Since the 1970s, governmental agencies such as the EPA have been trying to promote lead-based paint removal methods. Lead paint was a popular choice before 1978. Unfortunately, it was discovered that lead paints are actually toxic. Despite this understanding, there are still over 30 million homes and apartments in the United States with lead paint.
Lead compounds were originally added to paints to create vibrant colors and to make surfaces more durable and resistant to moisture. However, over time, when this paint chips and peels, it becomes easy to ingest the paint chips and lead dust, especially for young children, leading to lead poisoning.
A number of lead based paint removal procedures have been created to help protect people from the dangers of lead exposure and poisoning. And, while it’s important that you hire lead based paint removal contractors, it’s equally important that you understand how these paint removal procedures work so you’re aware of any ongoing or future threat.
Lead Based Paint Removal Process
Removing lead based paint safely doesn’t always actually mean removing the paint itself. As you’ll see as we discuss the different abatement methods, sometimes it just means containing the lead risk by covering the paint. And, while this is an effective option in many cases, it’s important to understand that the lead paint doesn’t go away and is still there should you find yourself remodeling or renovating your home later on. In some situations, homeowners choose to do a combination of lead paint removal and containment depending on where the lead-based paint is found.
Encapsulation is a method that involves painting a special encapsulation formula over any existing lead painted surface. This is one of the more affordable options, however, as mentioned above, encapsulation doesn’t remove the lead paint and your family could still be at risk down the road should the lead paint be disturbed. There are different types of encapsulation compounds depending on your specific needs and the area being encapsulated.
Enclosure is just what it sounds like. It involves placing new surfaces over lead painted surfaces to enclose the lead. While this can be another inexpensive option, it’s not permanent. Again, the lead paint is still present and, as it continues to degrade, can lead to additional lead dust in the home. It’s also important to monitor the enclosed area for damage as damages could heighten your risk of lead exposure as well.
A true lead based paint removal plan has specific safety requirements. While some property owners attempt this on their own, it is not recommended as they often don’t have the necessary lead based paint removal training. Some of the methods used to remove the paint include wet sanding with an electric sander, hand scraping with a HEPA filter or HEPA vacuums nearby to catch dust and debris, removing lead based paint with a heat gun, or using a chemical paint stripper. Each of these methods, when done safely and properly, can create a safe, lead-free environment.

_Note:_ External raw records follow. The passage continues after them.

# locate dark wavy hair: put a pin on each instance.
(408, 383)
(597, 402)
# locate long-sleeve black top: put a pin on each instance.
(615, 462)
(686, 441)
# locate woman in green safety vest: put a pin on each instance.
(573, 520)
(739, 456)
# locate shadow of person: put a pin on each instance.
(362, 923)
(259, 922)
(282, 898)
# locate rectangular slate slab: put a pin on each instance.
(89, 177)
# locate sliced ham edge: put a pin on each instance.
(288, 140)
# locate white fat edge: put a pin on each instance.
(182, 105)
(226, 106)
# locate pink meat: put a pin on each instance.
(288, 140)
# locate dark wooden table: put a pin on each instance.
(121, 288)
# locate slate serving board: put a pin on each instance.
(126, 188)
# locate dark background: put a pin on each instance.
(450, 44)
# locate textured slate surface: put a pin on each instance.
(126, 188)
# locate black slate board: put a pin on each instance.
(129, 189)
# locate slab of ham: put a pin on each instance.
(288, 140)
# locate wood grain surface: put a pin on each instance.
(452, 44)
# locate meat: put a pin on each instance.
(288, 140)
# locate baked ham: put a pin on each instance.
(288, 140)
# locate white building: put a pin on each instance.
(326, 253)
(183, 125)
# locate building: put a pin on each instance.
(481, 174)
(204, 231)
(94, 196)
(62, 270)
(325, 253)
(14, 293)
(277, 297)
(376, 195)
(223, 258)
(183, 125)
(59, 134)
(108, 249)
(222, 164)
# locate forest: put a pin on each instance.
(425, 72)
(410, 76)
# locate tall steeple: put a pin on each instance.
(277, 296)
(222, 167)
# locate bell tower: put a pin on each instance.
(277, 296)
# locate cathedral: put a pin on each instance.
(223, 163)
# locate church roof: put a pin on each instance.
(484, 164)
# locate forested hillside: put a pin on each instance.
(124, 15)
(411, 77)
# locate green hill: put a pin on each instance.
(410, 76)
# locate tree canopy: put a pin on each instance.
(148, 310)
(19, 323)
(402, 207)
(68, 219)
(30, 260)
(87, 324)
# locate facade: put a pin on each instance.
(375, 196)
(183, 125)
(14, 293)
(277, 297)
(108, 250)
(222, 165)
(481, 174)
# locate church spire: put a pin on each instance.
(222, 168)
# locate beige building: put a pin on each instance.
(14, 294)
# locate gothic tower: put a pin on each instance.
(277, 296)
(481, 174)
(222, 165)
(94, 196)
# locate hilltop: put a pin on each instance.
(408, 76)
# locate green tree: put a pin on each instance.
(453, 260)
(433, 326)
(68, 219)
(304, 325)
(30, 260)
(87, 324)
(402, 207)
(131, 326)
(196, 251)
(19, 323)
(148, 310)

To remove lead paint safely, anyone working in the area will need to use protective clothing or PPE for lead based paint removal. This helps protect the person doing the lead abatement and it helps prevent the lead particles and dust from getting into other parts of the home. This includes covering surfaces, using rubber gloves, shoe covering, and having an effective ventilation system in addition to a respirator to limit exposure to toxic metal particles and fumes if utilizing the chemical removal of lead based paint.
Replacement is another option to safely remove lead-based paint from your building components. It involves removing the entire lead-painted surface and disposing of it properly while replacing the surface with a safer option in your home. In some cases, this may mean replacing entire walls, windows, and doors. The removed material may also have to be disposed of in accordance with the state and federal regulations. This method, while more expensive, does help increase your home’s value.
Combining Interior and Exterior Lead Based Paint Removal
It isn’t enough to simply mitigate the threat of lead exposure inside your home. You also need to think about exterior lead paint removal and lead based paint siding removal. As exterior paint degrades and chips, it mixes in with the soil outside your home. This may be soil where your children play, where pets can be exposed, or where you grow your garden. When the paint dust integrates with the soil then it can easily be ingested in a number of ways or get tracked into the home and ingested there. A lead based paint removal company such as Precision Environmental Services can walk you through your options to remove lead paint safely outside as well as inside.
Making Your Home Safer
Depending on your specific home and risk assessments, it may be best to remove lead paint using a combination of methods. In some areas, it may be easier to replace doors and windows, especially if they are due for an update anyway. In other situations, it may be best to use non-chemical methods such as a heat gun to remove paint, while other areas may be more suited to paint strippers or other lead based paint removal products.
Whatever you do, we strongly recommend hiring a professional with a lead based paint removal certification for the removal of lead based paint. A professional will be aware of all of the lead based paint removal requirements. They also have the skill, resources, and ability to remove lead-based paints safely.